The MYP Top Ten #3
The Global Eagle - Week October 31 - November 4, 2016
1- The Learner Profile
2- Concept based learning
3- Inquiry Questions
As we continue deepening our understanding of the Middle Years Programme, this week I invite you to read the attached section about Inquiry Learning from Principles into Practice guide. As we want our classes to be scaffolding inquiry we have to ask all 3 types of questions: factual, conceptual, and debatable as we unfold our units Inquiry Statement.
Statement of inquiry
Teachers construct the statement of inquiry for a unit by combining a key concept, one or more related concepts, and a global context for the unit into a meaningful statement that students can understand.
This statement expresses the relationship between concepts and context; it represents a transferable idea supported by factual content. Statements of inquiry facilitate synergistic thinking, synthesizing factual and conceptual levels of mental processing and creating a greater impact on cognitive development than either level of thinking by itself (Erickson 2007; Marzano 2009).
The statement of inquiry:
• represents a contextualized, conceptual understanding
• describes a complex relationship that is worthy of inquiry
• explains clearly what students should understand and why that understanding is meaningful
• can be qualified (using phrases such as “often”, “may” and “can”) if it is not true in all situations, but is still an important idea
• can be formulated at different levels of specificity.
Teachers can make very broad statements more specific, age-appropriate and focused by asking themselves “Why/how does this relationship or principle occur?” and “What are the implications of this understanding?”
However, statements of inquiry should not be so specific that they cannot be transferable beyond the content of the unit.
Inquiry questions are drawn from, and inspired by, the statement of inquiry. Teachers and students develop these questions to explore the statement of inquiry in greater detail.
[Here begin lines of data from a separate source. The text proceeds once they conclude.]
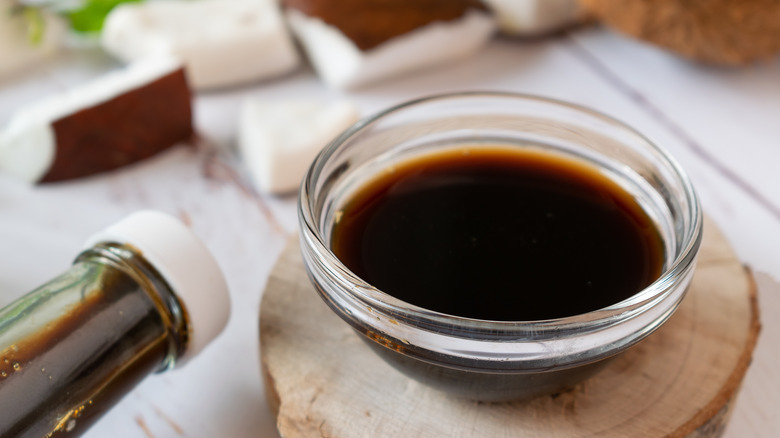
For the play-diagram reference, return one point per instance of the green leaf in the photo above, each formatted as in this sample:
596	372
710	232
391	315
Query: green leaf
89	18
36	24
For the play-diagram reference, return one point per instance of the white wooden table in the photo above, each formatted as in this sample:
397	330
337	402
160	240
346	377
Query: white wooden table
723	125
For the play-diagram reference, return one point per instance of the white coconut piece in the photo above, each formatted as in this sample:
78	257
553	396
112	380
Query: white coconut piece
28	143
279	140
534	17
221	42
342	64
17	52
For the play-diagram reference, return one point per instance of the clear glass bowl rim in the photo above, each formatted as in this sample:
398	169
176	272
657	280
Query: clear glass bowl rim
404	312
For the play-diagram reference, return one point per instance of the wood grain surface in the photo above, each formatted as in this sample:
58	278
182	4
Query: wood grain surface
321	380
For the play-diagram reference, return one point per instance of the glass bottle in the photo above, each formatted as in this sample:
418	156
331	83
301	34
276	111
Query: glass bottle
144	296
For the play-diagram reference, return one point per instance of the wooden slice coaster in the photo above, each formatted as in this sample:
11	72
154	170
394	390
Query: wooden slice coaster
322	381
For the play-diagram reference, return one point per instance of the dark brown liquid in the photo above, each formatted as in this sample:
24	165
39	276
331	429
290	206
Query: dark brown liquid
499	235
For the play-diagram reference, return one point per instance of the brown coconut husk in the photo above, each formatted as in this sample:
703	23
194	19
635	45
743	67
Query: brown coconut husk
728	32
369	23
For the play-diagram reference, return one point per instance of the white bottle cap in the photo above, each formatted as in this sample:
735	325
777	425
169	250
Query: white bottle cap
186	265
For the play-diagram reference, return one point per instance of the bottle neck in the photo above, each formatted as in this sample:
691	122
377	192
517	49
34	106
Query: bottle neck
173	315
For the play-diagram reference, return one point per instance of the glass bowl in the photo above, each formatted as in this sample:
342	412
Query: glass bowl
498	360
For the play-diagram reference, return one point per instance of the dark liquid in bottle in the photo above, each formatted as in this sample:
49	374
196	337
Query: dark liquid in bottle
499	234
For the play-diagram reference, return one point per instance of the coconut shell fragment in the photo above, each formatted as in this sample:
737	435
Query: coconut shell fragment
117	119
727	32
353	42
369	23
129	128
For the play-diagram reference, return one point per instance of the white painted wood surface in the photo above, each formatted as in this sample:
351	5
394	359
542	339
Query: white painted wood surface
723	125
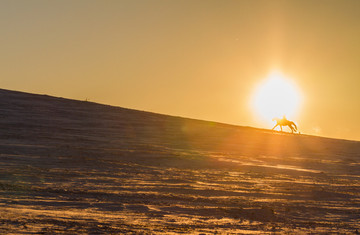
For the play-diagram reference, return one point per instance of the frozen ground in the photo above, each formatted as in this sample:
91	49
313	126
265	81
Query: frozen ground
77	167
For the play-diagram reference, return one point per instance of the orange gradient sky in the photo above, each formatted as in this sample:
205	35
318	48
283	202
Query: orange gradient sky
198	58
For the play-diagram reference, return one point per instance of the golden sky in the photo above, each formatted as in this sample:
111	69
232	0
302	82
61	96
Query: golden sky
193	58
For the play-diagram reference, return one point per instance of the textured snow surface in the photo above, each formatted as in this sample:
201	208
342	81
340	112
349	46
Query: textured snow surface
78	167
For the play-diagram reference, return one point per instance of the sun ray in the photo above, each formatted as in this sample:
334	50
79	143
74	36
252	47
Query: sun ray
275	97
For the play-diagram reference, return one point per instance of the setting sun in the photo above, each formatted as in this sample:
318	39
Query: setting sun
275	97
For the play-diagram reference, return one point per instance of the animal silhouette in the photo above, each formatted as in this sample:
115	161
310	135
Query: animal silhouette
284	122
Students can develop their own questions in ways that satisfy curiosity and deepen understanding. The strands of subject-specific objectives can also be helpful in formulating inquiry questions.
Inquiry questions give shape and scope to a unit of study, and they help to scaffold the objectives that students should strive to achieve. As the unit progresses, both teachers and students can develop additional questions to explore.